Nothing in either the speech or the manner of these two women gives any hint that they are victims of a shameful American problem that is far worse than the Census Bureau statistics suggest.
They are--or were, until a short time ago--essentially illiterate.
Brown says she knew for some time that she had a serious reading problem. But her teachers kept promoting her, and she was embarrassed to ask for the help she knew she needed. "I got up nerve once to ask my English teacher at Kelly Miller Junior High to help me, but she acted like I was making a problem for her. She finally told me, 'I've got mine; you've got yours to get.'"
She soon lost all interest in school. "I started skipping classes. Then I met a man I knew could take care of me, so, at age 14, I got married." She soon found herself pregnant and left school in 9th grade.
She is now enrolled in an adult literacy course at Push Literacy Action Now (PLAN), 2311 18th St. NW, and feels better about herself than at any time she can remember. "I'm not as good as Inetta," she says, "but I'm doing all right."
Inetta Bush is something of a star at Literacy Action. When a staffer couldn't be there to deliver a short speech at a Tuesday night awards program, Bush read it for her. "Normally, I would have memorized it," she admitted. "I've always been able to decipher things if I have enough time, and since I'm very good vocally, I could make you think I was reading. But Mike Fox (Literacy Action's executive director) is something of a showoff, so he only gave me the speech a few minutes before I was to read it." She did it beautifully, inserting an ad lib here and there, losing her place a couple of times, but she handled the speech as though it were her own.
"You don't know what it means to be able to read," she told me later. "I'm not dumb. I guess I've always had street smarts.
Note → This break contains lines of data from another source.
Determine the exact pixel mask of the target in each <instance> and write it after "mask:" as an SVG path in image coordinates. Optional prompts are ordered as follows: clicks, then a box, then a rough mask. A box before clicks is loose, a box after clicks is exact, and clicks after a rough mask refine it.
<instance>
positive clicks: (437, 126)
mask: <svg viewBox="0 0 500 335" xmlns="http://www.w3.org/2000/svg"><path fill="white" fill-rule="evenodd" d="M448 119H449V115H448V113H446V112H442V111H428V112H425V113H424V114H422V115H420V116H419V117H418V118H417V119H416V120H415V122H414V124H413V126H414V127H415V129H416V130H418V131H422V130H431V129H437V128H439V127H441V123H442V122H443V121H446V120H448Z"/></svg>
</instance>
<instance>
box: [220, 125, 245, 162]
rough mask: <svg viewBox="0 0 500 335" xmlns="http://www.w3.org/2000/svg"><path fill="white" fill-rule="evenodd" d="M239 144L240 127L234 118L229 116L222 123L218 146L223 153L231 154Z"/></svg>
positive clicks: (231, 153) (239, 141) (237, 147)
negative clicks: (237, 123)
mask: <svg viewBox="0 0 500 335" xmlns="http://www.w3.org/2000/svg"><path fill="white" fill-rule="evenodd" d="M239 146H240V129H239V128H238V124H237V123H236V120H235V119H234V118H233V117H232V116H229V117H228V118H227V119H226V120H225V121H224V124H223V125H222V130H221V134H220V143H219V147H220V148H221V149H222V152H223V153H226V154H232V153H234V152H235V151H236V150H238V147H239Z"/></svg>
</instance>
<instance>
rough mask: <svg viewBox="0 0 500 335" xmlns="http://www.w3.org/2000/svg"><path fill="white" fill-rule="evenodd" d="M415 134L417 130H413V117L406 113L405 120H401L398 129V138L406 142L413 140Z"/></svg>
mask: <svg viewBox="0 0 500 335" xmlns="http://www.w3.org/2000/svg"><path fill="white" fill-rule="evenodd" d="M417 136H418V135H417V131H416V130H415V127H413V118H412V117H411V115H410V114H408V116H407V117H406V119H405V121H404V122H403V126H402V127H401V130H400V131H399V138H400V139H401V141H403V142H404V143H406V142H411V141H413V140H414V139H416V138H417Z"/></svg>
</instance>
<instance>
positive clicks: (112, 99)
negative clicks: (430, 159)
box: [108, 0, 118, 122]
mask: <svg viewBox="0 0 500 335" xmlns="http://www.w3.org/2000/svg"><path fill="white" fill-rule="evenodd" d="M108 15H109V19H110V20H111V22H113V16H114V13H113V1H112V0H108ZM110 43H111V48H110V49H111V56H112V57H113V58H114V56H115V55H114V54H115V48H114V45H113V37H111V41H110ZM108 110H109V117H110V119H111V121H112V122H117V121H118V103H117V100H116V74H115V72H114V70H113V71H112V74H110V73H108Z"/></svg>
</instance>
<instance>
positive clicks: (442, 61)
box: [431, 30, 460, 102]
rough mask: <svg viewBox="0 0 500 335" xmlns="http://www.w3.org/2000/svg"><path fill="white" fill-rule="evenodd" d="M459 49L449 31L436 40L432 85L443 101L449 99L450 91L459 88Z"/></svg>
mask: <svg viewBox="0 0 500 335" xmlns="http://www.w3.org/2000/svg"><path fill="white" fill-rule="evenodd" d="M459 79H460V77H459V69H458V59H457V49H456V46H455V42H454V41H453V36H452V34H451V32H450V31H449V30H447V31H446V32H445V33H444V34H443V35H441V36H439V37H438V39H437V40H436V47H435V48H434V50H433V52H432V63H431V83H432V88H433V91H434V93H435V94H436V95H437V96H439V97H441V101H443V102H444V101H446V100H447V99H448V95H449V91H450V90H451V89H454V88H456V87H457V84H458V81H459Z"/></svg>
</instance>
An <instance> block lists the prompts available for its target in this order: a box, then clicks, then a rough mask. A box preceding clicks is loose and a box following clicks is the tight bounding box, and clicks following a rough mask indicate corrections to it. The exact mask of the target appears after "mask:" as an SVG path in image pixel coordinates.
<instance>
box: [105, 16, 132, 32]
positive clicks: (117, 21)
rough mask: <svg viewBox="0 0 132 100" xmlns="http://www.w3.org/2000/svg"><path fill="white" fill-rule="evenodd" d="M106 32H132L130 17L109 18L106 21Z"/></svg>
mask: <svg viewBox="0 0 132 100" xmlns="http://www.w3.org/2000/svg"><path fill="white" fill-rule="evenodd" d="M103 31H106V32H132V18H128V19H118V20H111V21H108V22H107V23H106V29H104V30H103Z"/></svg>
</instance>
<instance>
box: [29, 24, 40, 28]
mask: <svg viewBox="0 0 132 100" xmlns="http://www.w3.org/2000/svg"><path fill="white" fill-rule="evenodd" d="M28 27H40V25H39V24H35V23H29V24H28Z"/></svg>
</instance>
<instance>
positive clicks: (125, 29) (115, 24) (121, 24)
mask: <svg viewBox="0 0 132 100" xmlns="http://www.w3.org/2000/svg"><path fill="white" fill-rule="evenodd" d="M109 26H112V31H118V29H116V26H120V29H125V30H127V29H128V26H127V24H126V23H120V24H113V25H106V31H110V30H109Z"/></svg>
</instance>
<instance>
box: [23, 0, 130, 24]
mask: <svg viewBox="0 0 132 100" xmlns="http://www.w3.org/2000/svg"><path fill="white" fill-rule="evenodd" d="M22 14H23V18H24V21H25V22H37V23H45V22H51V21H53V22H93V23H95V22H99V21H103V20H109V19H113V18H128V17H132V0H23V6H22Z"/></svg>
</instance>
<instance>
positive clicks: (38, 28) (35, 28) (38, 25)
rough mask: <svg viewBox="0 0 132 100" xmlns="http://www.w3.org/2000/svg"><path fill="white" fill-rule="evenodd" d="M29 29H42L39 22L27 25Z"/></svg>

But if you can't read, you can't be sure you know what you know, because you can't verify anything. You feel so inadequate."
She tells stories of being cheated by people who took advantage of her handicap, of catching wrong buses, of buying the wrong phonograph records, of a marriage that failed "because I wasn't able to help my husband" --stories that would tear your heart if it weren't for her present confident manner.
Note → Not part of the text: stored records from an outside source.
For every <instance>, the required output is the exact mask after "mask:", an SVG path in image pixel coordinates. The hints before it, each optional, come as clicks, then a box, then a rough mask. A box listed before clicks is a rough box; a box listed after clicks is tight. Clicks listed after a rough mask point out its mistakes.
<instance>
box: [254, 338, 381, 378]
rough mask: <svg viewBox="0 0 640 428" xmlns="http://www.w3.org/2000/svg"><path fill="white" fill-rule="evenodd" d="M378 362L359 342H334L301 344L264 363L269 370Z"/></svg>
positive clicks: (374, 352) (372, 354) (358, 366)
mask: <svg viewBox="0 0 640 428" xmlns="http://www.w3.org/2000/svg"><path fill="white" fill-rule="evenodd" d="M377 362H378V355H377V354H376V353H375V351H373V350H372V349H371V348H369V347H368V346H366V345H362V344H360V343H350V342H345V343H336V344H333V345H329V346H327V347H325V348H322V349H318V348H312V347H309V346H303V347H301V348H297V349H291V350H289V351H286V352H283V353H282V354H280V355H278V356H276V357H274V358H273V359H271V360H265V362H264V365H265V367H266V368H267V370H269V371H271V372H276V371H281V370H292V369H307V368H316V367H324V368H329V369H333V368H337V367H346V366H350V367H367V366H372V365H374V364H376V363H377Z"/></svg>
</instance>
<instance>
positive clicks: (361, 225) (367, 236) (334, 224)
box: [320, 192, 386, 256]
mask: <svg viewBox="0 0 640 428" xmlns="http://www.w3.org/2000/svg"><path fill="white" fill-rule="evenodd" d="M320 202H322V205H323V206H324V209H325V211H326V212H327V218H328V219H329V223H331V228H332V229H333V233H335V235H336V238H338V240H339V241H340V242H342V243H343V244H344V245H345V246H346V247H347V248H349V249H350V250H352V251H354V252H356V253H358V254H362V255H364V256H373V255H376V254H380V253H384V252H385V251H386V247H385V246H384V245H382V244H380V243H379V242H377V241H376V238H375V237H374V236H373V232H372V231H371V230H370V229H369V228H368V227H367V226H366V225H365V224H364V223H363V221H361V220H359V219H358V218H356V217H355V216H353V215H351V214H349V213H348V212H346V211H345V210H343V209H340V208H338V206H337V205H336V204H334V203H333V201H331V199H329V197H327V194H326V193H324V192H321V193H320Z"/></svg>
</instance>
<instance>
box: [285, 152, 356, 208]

The Census Bureau tells us that we are a nation with a literacy rate approaching 99 percent--meaning basically that nearly all of us have completed at least five years of school. Bush knows how misleading that can be. She left school in the 10th grade, back in Rock Hill, S.C., as a functional illiterate.
How could such a thing happen to an obviously bright young woman?
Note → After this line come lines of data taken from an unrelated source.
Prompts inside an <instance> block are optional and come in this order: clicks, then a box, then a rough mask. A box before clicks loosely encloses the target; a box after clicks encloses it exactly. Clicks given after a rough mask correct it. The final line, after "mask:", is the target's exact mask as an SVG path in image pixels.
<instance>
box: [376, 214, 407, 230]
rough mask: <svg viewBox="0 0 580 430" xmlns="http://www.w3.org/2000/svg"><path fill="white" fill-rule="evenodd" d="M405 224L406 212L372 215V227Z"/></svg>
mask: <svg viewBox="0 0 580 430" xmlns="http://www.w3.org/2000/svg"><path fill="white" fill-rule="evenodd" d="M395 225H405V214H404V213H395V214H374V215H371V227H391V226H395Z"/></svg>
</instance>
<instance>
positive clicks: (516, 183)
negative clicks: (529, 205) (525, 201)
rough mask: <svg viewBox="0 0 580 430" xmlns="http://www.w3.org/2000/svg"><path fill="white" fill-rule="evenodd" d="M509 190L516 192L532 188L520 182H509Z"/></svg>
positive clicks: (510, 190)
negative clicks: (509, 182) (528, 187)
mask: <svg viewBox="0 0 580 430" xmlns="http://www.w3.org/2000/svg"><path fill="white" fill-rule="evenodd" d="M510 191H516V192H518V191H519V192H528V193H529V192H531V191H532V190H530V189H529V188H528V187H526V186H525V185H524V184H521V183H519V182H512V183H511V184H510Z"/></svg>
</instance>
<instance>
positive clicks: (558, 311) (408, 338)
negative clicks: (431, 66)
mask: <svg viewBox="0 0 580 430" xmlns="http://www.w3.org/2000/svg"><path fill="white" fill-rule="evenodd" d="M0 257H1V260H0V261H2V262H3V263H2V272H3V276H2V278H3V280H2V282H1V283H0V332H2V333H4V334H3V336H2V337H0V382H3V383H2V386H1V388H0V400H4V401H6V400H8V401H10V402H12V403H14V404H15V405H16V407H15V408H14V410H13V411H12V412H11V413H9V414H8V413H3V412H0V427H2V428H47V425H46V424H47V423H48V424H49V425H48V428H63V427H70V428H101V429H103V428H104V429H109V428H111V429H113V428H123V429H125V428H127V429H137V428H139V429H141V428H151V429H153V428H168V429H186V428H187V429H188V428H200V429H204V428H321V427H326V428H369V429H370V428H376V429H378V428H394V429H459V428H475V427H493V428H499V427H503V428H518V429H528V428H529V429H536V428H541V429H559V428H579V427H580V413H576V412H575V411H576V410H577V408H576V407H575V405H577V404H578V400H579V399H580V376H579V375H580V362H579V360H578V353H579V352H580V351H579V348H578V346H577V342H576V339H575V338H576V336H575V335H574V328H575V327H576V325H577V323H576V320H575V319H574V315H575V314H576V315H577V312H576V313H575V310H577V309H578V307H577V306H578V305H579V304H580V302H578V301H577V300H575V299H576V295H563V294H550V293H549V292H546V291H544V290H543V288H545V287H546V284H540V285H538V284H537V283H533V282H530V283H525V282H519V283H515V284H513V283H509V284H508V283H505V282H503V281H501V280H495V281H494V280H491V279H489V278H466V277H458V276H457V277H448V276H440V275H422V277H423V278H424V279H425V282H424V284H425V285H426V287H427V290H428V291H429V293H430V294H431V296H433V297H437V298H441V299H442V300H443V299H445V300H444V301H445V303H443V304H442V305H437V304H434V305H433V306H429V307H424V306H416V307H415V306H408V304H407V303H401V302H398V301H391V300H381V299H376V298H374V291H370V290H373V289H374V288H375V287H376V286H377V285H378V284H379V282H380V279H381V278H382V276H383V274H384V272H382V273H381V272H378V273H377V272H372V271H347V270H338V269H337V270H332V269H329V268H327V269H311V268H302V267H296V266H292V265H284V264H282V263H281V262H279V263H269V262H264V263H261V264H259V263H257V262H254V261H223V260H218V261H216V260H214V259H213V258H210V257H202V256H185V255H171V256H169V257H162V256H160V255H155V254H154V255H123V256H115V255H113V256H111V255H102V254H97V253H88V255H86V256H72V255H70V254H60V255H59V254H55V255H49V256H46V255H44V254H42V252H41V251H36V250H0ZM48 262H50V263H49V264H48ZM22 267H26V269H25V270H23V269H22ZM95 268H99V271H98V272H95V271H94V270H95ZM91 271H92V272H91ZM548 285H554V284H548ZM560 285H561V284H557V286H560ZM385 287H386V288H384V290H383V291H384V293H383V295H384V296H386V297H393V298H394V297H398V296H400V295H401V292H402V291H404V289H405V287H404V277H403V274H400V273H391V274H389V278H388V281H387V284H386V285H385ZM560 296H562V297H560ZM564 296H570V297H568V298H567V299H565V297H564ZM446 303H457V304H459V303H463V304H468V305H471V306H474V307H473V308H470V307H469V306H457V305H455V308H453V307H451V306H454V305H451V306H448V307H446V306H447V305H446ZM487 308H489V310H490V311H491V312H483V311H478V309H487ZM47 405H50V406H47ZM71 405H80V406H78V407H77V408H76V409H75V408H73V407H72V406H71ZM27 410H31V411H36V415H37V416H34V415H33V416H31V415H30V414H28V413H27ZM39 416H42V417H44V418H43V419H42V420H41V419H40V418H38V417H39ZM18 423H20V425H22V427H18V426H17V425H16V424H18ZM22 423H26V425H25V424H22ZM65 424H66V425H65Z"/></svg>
"All you have to do is miss something valuable, like deciphering sounds," she explains. "I got lost in 4th grade. I found myself wanting to ask the teacher, but nobody in those days talked to the teacher about such things. I could have gone back to fifth grade, and with a little help I could have made it. But you just can't do that kind of thing. It's too hard to deal with your peers. So I just left school."
She wasn't totally illiterate, she says. "I could make out most words, but it took me so long that the material didn't make sense. It would have been worse, but I have always liked the sound of language. I could sit all day and listen to an Englishman talk. My interest in words made it easier for me to figure things out, if I had enough time, but as for really reading, I couldn't do it."
But she knew she would learn to do it some day. And against that day, she started buying books: drugstore novels, science books, "Gone with the Wind," the Bible--anything. "I'd just keep them dusted off and wait."
The waiting is over now. "I've read everything I have," she said. "I want to read the Bible, now. I've already read the Good News Bible, which is written at the 9th- or 10th- grade level, but the King James version is still hard. I'll do it, though."
Like Orphia Brown, she bubbles with praise for Literacy Action, a mostly volunteer effort (two paid staffers) that at any give time is instructing some 100 American and foreign men and women.
Students pay $10 a week for two days' instruction; $20 for five days, and nothing if they aren't working. The balance comes from donations. There is, Fox is proud to say, not a federal dollar on the premises.